The global markets are far less concentrated, and much less exposed to the vagaries of any one sector. The pie charts below make this clear. In the S&P/ASX 200 Index, the Financials and Materials sectors make up about half the index (data sourced from ASX in July 2018).


The MSCI World Index — which is generally recognised as a reliable indicator of the developed world equity market — is much more diversified, and these two sectors account for only about 21% of the index (data sourced from MSCI in July 2018). Not only that, the sectors in the MSCI World Index are more evenly spread among the total market. This reduction in concentration makes global investing an efficient way to achieve a more diversified investment portfolio.


What you can do about it

Simply put, if home bias is a concern for you, speak to an adviser about expanding your investment horizons to invest in global equities. There are many ways to achieve this with direct share ownership, managed funds or locally- or internationally-listed ETFs. When selecting an offshore investment the broadest diversification is achieved by investing in a fund which contains the widest range of global shares. The MSCI World index may be a good place to start, with over 1,600 different companies from 23 developed economies. You can invest in funds or ETFs which track this index, and others which aim to outperform it. Whichever way you choose, a broader diversification in an investment portfolio spreads your investment eggs into more baskets, reducing risk and potentially increasing returns.

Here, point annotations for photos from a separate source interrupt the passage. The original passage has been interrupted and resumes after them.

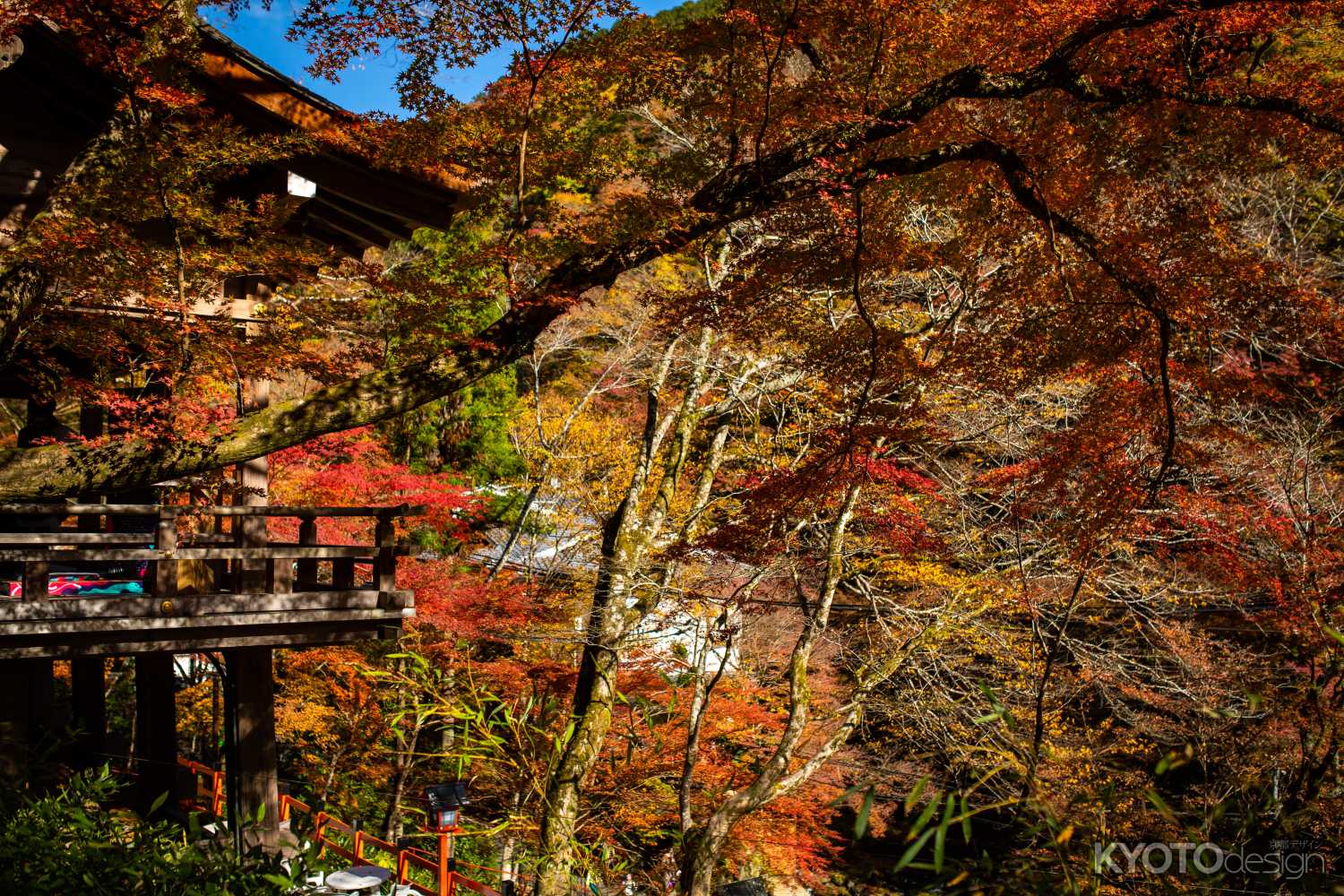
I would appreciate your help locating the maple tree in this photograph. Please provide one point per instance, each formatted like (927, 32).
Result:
(1048, 292)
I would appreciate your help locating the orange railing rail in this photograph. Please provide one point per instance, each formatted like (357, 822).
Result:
(344, 840)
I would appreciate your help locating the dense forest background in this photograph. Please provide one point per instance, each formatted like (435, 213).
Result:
(882, 447)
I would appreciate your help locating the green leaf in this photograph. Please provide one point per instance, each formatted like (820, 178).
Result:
(159, 801)
(860, 821)
(909, 856)
(926, 814)
(940, 841)
(914, 794)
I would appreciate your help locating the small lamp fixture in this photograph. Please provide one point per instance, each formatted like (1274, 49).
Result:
(444, 804)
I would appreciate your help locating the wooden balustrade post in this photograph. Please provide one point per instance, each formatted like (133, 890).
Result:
(308, 565)
(34, 579)
(166, 571)
(343, 573)
(384, 559)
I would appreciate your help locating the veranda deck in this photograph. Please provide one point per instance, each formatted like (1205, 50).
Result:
(209, 579)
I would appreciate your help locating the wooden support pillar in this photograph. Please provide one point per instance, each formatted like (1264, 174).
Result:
(89, 708)
(156, 729)
(13, 720)
(384, 559)
(258, 791)
(253, 485)
(26, 718)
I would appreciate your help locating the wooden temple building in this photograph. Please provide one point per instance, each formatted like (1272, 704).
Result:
(260, 594)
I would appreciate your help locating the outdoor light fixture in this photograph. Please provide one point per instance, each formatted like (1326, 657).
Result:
(444, 802)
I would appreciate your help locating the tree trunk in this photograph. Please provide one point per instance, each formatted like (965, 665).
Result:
(22, 288)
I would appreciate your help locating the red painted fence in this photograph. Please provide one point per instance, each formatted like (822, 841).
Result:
(333, 834)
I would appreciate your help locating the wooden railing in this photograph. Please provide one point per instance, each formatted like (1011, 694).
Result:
(242, 559)
(438, 871)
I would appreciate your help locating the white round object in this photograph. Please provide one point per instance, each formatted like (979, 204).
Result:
(358, 877)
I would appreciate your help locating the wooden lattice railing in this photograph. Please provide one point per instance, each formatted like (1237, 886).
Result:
(241, 559)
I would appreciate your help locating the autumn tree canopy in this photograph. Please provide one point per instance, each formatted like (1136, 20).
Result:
(964, 376)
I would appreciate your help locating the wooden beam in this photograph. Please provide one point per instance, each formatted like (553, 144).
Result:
(217, 509)
(322, 552)
(110, 626)
(195, 605)
(206, 640)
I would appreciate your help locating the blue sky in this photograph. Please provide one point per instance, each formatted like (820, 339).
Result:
(368, 85)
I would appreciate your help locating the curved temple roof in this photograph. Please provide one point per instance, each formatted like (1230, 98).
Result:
(54, 105)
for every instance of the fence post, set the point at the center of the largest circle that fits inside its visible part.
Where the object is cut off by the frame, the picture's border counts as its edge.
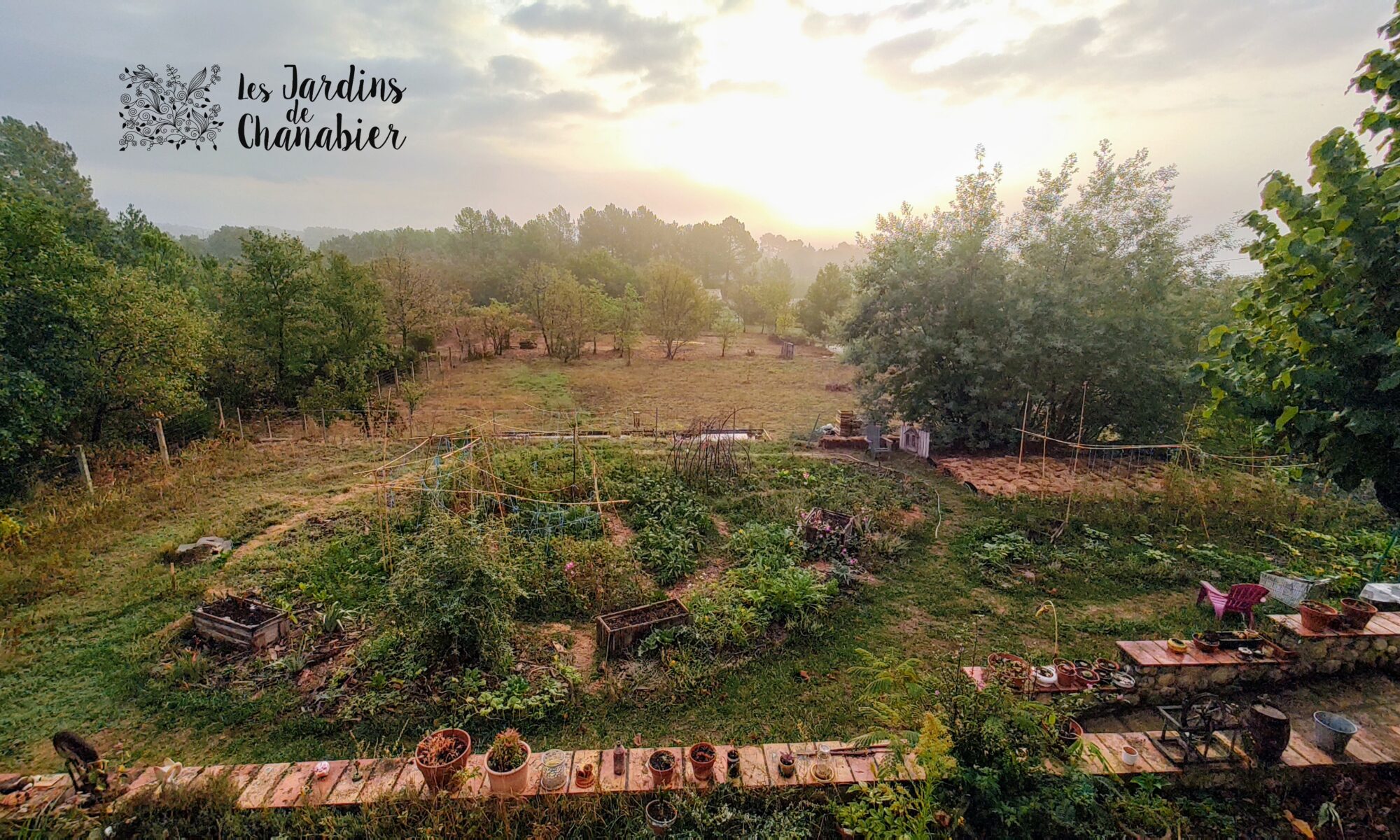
(160, 439)
(88, 477)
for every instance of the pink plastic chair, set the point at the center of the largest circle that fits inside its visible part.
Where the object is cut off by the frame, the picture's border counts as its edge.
(1242, 598)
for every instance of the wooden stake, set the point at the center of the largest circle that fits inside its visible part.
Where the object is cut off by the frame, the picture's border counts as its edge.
(88, 477)
(160, 439)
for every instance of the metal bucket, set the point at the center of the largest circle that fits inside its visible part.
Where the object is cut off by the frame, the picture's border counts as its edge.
(1334, 732)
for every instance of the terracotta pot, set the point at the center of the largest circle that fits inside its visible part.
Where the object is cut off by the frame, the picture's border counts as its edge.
(1357, 614)
(659, 776)
(705, 768)
(660, 817)
(440, 776)
(1066, 674)
(509, 782)
(1269, 732)
(1317, 617)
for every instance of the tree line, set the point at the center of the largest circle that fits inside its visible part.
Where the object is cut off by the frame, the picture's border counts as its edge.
(110, 323)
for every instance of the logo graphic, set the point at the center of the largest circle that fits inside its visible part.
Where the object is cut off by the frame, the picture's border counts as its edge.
(167, 111)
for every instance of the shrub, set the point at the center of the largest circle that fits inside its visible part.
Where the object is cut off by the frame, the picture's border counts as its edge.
(771, 547)
(451, 596)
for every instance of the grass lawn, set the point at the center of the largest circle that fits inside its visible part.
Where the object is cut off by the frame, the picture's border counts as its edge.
(94, 642)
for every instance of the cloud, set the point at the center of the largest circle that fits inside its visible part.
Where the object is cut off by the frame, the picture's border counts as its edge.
(1139, 41)
(662, 52)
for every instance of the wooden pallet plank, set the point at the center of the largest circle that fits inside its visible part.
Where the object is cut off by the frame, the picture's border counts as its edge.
(321, 789)
(841, 766)
(383, 779)
(262, 786)
(346, 792)
(611, 782)
(754, 768)
(292, 786)
(584, 757)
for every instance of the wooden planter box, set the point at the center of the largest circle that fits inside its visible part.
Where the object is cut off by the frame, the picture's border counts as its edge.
(253, 638)
(1292, 589)
(618, 632)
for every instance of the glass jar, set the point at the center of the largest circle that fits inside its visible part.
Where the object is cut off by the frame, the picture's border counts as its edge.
(554, 772)
(822, 768)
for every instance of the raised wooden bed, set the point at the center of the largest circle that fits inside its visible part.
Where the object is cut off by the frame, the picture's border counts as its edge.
(241, 622)
(618, 632)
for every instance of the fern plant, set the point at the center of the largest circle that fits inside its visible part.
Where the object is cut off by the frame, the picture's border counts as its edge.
(507, 752)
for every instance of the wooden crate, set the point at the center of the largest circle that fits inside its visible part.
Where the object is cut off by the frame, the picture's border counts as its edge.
(618, 632)
(250, 638)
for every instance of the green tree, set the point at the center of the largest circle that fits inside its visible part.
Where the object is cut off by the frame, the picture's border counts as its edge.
(1314, 354)
(146, 352)
(271, 312)
(965, 313)
(824, 300)
(36, 166)
(727, 324)
(47, 313)
(678, 307)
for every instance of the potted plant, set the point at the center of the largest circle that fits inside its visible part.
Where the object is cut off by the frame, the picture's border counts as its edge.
(1317, 617)
(788, 765)
(1065, 673)
(442, 755)
(702, 758)
(506, 764)
(662, 816)
(1357, 614)
(663, 766)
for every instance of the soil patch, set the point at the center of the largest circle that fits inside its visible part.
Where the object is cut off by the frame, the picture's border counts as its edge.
(241, 612)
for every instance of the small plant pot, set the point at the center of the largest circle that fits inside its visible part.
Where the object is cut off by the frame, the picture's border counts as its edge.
(509, 782)
(1334, 732)
(1317, 617)
(663, 766)
(1066, 674)
(660, 817)
(702, 758)
(439, 776)
(1356, 614)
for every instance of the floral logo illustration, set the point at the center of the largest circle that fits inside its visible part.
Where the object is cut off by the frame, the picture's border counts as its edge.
(167, 111)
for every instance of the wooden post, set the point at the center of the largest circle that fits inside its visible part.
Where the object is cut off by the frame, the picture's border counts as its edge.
(88, 477)
(160, 439)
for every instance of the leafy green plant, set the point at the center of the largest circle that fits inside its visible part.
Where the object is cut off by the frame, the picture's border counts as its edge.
(507, 752)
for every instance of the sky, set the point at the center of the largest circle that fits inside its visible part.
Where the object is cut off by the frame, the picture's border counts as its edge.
(806, 118)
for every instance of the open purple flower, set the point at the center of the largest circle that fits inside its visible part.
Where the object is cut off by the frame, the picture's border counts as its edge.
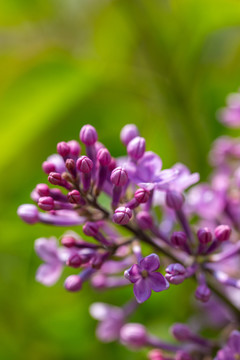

Set sail for far-off places

Generally speaking, investment portfolios benefit from global diversification. It may be worthwhile to take a look at your investments and reduce your home country bias. Like the explorers of old, through your adviser, you may discover some exciting new worlds as you broaden your investment horizons. After all, there’s a whole world of investment opportunity out there. You’ve just got to venture beyond your own borders.